One week ago, at approximately 2:50 p.m. on Monday April 15, 2013, two bombs exploded yards away from the Boston Marathon finish line.
Today, The New York Times compiles an extraordinary feature titled 4:09:43, the “final split second of normalcy” before the area turned into a war zone. The Times interviewed the runners and spectators who witnessed the explosion:
David Abel, 41, reporter:
Mr. Abel, a Boston Globe reporter who is currently on sabbatical with a fellowship, was at the event to film a documentary on Juli Windsor, the first female dwarf to run the Boston Marathon. When the bomb went off, he was at the finish line waiting for her to arrive.
Debi Caprio, 50, nurse:
I said out loud, ‘This is how my life is going to end.

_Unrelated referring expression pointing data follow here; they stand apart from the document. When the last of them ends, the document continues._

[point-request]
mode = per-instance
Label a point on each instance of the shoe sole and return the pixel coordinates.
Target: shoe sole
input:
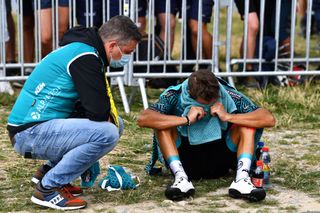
(254, 196)
(35, 181)
(176, 194)
(50, 205)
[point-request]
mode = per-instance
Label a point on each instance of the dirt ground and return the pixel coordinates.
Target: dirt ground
(283, 145)
(281, 199)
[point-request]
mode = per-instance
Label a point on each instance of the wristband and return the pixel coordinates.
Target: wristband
(188, 120)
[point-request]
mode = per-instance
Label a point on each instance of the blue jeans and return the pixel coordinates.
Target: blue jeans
(71, 146)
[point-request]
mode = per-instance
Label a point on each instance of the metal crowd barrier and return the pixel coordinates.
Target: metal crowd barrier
(131, 76)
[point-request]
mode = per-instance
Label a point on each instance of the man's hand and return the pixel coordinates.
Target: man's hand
(218, 110)
(196, 113)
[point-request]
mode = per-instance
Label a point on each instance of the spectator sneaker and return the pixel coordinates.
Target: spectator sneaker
(38, 175)
(181, 188)
(245, 189)
(57, 198)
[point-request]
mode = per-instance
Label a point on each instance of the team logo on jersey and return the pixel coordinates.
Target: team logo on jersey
(35, 115)
(39, 88)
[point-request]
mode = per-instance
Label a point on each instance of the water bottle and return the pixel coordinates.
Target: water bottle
(259, 149)
(265, 158)
(258, 175)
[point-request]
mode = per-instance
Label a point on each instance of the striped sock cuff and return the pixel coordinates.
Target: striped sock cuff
(245, 155)
(172, 158)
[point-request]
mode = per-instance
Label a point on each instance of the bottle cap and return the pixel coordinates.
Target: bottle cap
(259, 163)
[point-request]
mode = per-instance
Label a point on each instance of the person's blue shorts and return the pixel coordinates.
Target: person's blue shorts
(192, 8)
(47, 3)
(82, 11)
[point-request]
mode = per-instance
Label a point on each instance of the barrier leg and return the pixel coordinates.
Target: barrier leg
(123, 95)
(143, 93)
(133, 94)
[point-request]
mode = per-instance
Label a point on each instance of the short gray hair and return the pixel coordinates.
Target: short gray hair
(119, 28)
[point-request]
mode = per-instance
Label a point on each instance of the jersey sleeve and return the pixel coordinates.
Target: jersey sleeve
(166, 103)
(243, 103)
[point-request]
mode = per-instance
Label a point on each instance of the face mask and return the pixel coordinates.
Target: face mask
(125, 58)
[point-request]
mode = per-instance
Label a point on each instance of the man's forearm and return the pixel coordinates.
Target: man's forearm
(259, 118)
(155, 120)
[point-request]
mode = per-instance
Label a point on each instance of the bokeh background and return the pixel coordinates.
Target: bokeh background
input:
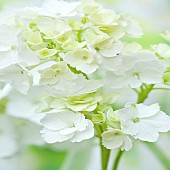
(32, 154)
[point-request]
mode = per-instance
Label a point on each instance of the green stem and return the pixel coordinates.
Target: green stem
(143, 94)
(117, 160)
(161, 88)
(105, 153)
(160, 155)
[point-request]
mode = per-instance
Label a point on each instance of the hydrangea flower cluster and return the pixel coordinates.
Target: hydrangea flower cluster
(77, 52)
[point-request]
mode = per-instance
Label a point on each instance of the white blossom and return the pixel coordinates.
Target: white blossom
(113, 139)
(66, 125)
(144, 122)
(17, 76)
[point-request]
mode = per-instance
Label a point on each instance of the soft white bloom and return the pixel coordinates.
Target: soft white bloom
(89, 7)
(113, 139)
(141, 67)
(86, 102)
(78, 86)
(144, 122)
(166, 35)
(110, 48)
(130, 26)
(8, 144)
(99, 18)
(94, 35)
(18, 77)
(59, 7)
(52, 27)
(82, 59)
(12, 51)
(163, 52)
(58, 73)
(66, 125)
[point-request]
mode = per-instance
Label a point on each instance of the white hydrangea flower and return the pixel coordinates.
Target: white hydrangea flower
(94, 35)
(18, 77)
(130, 26)
(82, 59)
(12, 51)
(58, 73)
(166, 35)
(144, 122)
(99, 18)
(54, 7)
(136, 70)
(8, 144)
(66, 125)
(113, 139)
(85, 102)
(89, 7)
(163, 52)
(52, 27)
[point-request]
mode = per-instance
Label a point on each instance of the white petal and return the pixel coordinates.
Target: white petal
(147, 111)
(54, 136)
(83, 135)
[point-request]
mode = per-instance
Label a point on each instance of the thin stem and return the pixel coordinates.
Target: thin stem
(160, 155)
(161, 88)
(105, 153)
(143, 94)
(117, 160)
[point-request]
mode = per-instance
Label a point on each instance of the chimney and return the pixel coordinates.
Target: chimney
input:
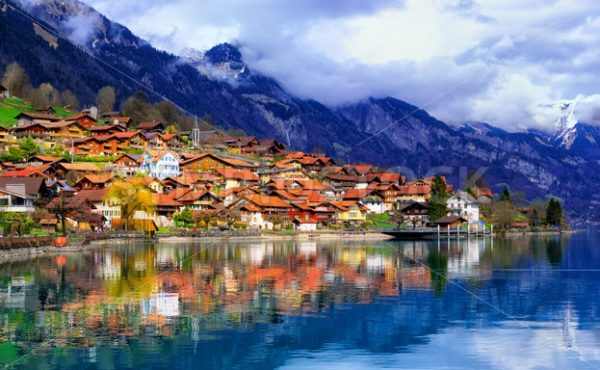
(16, 189)
(94, 112)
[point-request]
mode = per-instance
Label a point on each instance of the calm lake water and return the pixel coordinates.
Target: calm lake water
(525, 303)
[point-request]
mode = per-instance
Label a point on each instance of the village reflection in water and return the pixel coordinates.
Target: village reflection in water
(196, 291)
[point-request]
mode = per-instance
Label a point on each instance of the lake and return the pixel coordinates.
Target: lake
(520, 303)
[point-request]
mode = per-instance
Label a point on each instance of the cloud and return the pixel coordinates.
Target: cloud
(481, 60)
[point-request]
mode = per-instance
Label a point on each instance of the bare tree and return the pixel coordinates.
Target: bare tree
(16, 80)
(106, 98)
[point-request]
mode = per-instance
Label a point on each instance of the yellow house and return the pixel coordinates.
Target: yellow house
(349, 211)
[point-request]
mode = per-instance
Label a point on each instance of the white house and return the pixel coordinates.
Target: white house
(14, 199)
(160, 165)
(464, 205)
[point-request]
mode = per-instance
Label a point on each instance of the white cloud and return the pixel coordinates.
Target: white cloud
(487, 60)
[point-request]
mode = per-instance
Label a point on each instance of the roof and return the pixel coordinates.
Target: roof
(27, 171)
(449, 220)
(237, 174)
(33, 185)
(267, 201)
(166, 200)
(100, 178)
(41, 116)
(82, 115)
(149, 125)
(47, 158)
(86, 167)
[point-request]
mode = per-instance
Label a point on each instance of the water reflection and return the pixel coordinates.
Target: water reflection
(256, 305)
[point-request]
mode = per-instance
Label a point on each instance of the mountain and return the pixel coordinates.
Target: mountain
(217, 82)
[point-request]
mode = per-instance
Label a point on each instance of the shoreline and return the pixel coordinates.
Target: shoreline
(21, 254)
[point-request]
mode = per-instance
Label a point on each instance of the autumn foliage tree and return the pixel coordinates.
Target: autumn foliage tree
(439, 196)
(131, 195)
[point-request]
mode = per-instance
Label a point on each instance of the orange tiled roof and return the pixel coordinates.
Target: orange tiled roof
(267, 201)
(236, 174)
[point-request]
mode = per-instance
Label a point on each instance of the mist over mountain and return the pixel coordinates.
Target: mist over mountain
(217, 82)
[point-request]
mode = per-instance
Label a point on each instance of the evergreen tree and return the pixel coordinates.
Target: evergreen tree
(554, 213)
(505, 196)
(439, 197)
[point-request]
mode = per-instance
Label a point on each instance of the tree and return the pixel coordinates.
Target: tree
(16, 80)
(230, 216)
(184, 218)
(276, 219)
(68, 99)
(42, 95)
(105, 99)
(438, 207)
(130, 195)
(505, 196)
(503, 215)
(172, 129)
(204, 217)
(25, 149)
(554, 214)
(534, 218)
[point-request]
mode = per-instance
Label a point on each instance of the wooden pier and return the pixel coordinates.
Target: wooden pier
(435, 233)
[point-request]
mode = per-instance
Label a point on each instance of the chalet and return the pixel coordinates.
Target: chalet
(449, 222)
(28, 118)
(209, 138)
(305, 214)
(349, 211)
(45, 171)
(302, 224)
(4, 132)
(151, 127)
(38, 160)
(97, 145)
(172, 141)
(464, 205)
(358, 169)
(126, 164)
(104, 130)
(242, 143)
(209, 163)
(237, 177)
(4, 93)
(166, 205)
(45, 109)
(315, 164)
(76, 170)
(13, 200)
(57, 129)
(130, 140)
(267, 149)
(371, 199)
(84, 119)
(121, 121)
(415, 214)
(34, 187)
(94, 181)
(161, 164)
(199, 200)
(482, 195)
(414, 191)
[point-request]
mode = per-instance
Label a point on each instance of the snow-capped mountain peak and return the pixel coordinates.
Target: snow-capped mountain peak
(566, 130)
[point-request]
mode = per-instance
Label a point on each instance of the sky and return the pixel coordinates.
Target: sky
(502, 62)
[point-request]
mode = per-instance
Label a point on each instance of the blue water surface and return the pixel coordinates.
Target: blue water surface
(517, 303)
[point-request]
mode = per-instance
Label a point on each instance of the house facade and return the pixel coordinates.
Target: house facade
(160, 165)
(463, 204)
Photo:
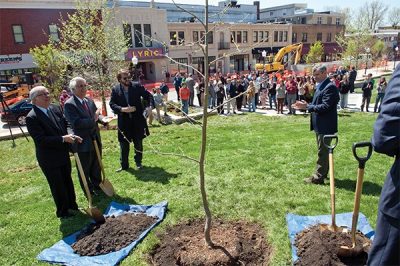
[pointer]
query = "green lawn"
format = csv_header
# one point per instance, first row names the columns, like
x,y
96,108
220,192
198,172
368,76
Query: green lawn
x,y
255,171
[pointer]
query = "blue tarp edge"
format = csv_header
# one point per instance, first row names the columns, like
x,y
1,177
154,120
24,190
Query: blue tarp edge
x,y
62,253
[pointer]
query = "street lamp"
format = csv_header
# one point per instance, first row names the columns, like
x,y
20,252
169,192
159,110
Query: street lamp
x,y
366,60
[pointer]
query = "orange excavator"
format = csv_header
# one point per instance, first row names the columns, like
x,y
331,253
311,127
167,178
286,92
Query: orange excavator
x,y
277,64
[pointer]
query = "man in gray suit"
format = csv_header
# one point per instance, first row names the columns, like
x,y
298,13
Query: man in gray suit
x,y
83,116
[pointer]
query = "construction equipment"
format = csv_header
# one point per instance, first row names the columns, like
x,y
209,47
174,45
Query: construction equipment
x,y
354,250
277,64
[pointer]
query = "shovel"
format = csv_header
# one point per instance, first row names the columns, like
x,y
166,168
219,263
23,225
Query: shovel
x,y
330,148
105,184
354,250
91,210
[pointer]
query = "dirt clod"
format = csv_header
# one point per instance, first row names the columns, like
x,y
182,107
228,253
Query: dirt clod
x,y
322,248
115,234
237,243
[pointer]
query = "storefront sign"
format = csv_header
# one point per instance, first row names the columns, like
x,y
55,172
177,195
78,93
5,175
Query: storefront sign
x,y
145,53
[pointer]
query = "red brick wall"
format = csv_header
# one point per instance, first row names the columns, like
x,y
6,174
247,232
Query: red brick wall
x,y
35,26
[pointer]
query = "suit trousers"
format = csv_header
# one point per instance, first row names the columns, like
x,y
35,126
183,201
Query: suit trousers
x,y
386,245
124,156
61,187
322,168
91,168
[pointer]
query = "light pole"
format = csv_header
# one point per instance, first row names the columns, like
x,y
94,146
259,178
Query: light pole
x,y
366,60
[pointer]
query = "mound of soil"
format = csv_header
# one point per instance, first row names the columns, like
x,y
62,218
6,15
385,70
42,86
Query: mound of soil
x,y
321,248
116,233
238,243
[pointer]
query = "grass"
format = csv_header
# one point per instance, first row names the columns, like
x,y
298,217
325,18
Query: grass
x,y
255,171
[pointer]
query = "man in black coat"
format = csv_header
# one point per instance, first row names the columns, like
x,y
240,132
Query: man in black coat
x,y
323,119
126,101
386,140
48,128
82,114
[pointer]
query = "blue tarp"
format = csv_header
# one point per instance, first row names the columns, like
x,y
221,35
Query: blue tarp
x,y
62,252
297,223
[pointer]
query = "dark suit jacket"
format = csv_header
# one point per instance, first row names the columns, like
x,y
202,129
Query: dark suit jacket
x,y
134,124
51,152
82,122
323,109
386,140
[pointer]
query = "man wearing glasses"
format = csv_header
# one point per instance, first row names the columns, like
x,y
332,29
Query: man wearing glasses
x,y
83,116
323,119
126,101
48,128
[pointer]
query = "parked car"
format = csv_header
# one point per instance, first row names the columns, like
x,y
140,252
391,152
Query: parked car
x,y
17,112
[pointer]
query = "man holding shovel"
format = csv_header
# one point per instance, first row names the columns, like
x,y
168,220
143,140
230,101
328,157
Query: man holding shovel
x,y
323,119
48,128
386,139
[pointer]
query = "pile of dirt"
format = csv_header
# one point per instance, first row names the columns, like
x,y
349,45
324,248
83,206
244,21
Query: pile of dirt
x,y
116,233
316,247
238,243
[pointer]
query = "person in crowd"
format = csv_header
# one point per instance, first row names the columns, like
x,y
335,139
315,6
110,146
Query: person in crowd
x,y
280,95
177,83
251,96
48,129
190,84
324,119
352,78
386,140
83,115
381,92
367,88
159,103
164,91
126,102
344,88
184,95
291,93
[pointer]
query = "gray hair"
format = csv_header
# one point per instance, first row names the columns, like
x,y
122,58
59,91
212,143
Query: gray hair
x,y
72,83
320,67
35,91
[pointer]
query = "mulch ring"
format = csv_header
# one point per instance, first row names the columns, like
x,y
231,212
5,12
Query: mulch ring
x,y
238,243
116,233
321,248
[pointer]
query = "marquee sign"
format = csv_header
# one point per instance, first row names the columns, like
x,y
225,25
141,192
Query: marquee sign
x,y
145,53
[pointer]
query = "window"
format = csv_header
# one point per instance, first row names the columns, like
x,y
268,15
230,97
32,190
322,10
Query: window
x,y
294,37
239,37
137,30
147,35
329,37
128,34
244,36
53,32
304,37
18,33
195,36
255,36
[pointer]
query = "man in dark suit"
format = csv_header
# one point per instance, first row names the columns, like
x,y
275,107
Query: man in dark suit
x,y
323,119
386,139
82,114
48,128
126,101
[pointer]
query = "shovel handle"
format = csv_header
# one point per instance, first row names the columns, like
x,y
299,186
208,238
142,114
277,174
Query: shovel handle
x,y
330,146
362,160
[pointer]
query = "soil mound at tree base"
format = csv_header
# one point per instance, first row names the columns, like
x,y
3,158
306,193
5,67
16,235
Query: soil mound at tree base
x,y
116,233
238,243
321,248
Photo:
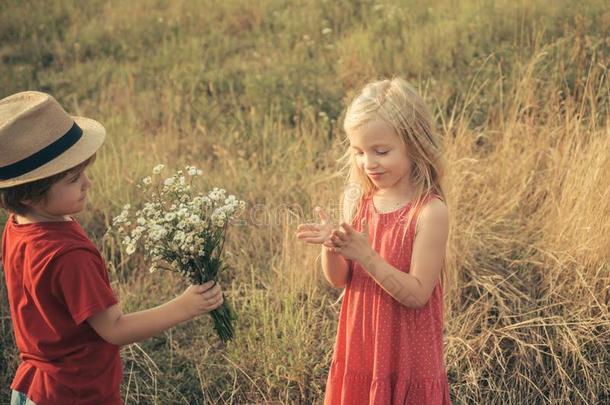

Joe Curciro, 63, information security officer:
Mr. Curcio has run about 70 marathons. His plan was to run the Boston Marathon every five years to keep it special for him, but after the events of last week, he is determined to go back next year.
Lisa Baragiola, 49, dietitian:
There’s a camaraderie among runners anyway, but I think this whole incident has brought the running community even closer together.
Kim Boglarski, 27, school psychologist:
A woman handed me a Kleenex to hold on my head. We weren’t sure if we should stay or run. I put my head down and started crying.
Worth reading these stories. And listening to the audio.